The fresh wounds are captured in the pain and gospel of "Baltimore," which directly references the deaths of Gray and Michael Brown, who was fatally shot by police in Ferguson, Mo., a year prior and draws the conclusion that "peace is more than the absence of war." Its defining chant, “If there ain’t no justice then there ain’t no peace” is inexplicably missing from the lyric booklet for the HitnRun Phase Two CD. In a sermon that Prince delivered during "Purple Rain" at the Rally 4 Peace in Baltimore on May 10, 2015, he switched out the word “peace” for “piece”, noting that the solution for equality lies in black citizens getting a larger piece of the economic pie:
"The system is broken," he said. "It's gonna take the young people to fix it this time. We need new ideas. We need new life. Most of all, we need new peace. The kind of peace I'm talkin' about is P-I-E-C-E. Next time I come through Baltimore, I wanna stay in a hotel owned by one of you. I wanna leave the airport in a car service created and owned by one of you.”

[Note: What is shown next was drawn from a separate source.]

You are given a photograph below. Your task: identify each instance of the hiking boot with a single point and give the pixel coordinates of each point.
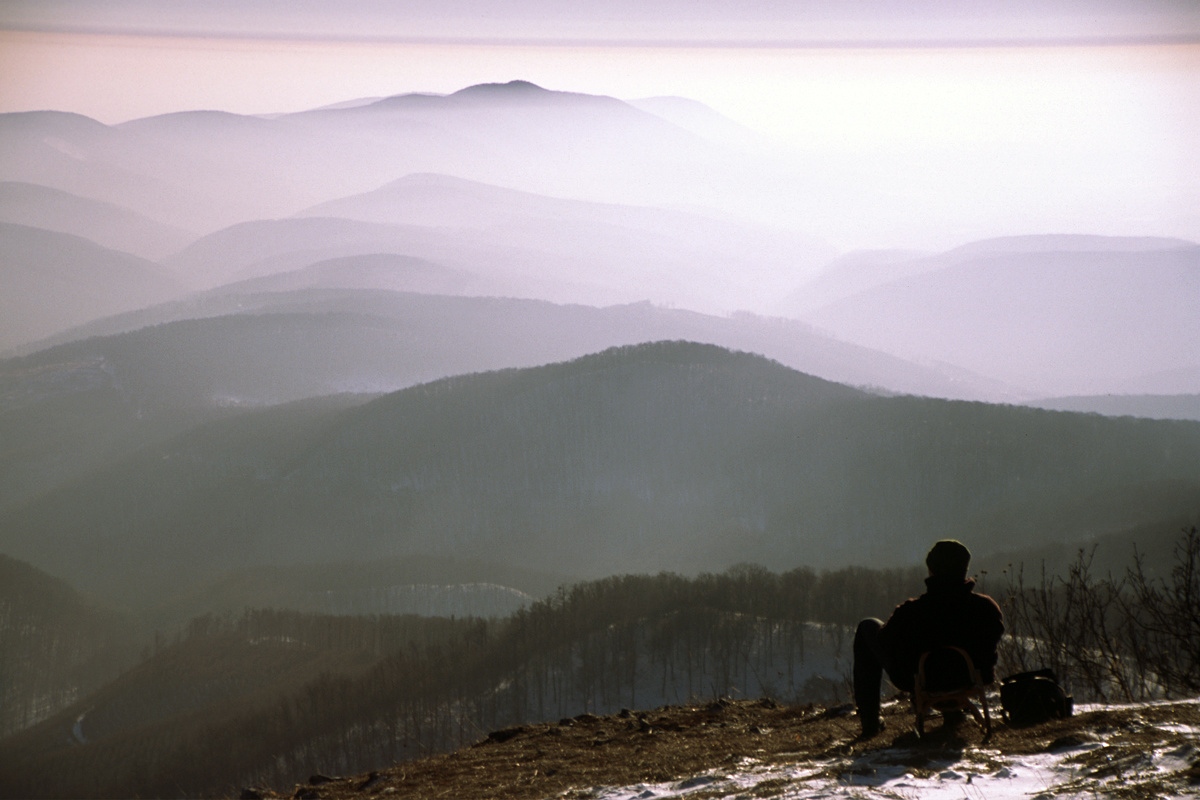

"Baltimore" was the last in a long line of political statements Prince would commit to tape, barring anything that remains in his vault. The newspaper headline, “President Signs Gun Control Act” is over Prince’s shoulder on the Controversy album cover. Inside, Prince sings “Ronnie talk to Russia before it’s too late, before they blow up the world.”
"America" from Around the World in a Day, was a much more scathing indictment of the country under President Ronald Reagan. “Aristocrats, on a mountain climb / Making money, losing time / Communism is just a word / But if the government turn over, it’ll be the only word that’s heard.” The division of wealth and power that led to Freddie Gray was most notable in the second verse: “Little sister making minimum wage / Living in a 1-room jungle-monkey cage.” “America / Keep the children free” was the plea then, as it was on 1999 when Prince sang, “Will we all fight, for the right, to be free?” The verse in "Free" is more chilling than ever in 2017: "The soldiers are a-marching, they’re writing brand new laws / Will be all fight together for the most important cause?"
Gray's death was ruled a homicide by the Baltimore medical examiner. Six officers involved in the case were charged either with manslaughter or false imprisonment. By July 2016, three officers had been found not guilty, two had the charges against them dropped and the other had his trial declared a mistrial.
President Donald Trump’s Attorney General, Jeff Sessions, is working hard to overturn the consent decree that former President Barack Obama put in motion to hold the police department in Baltimore fully accountable for their actions.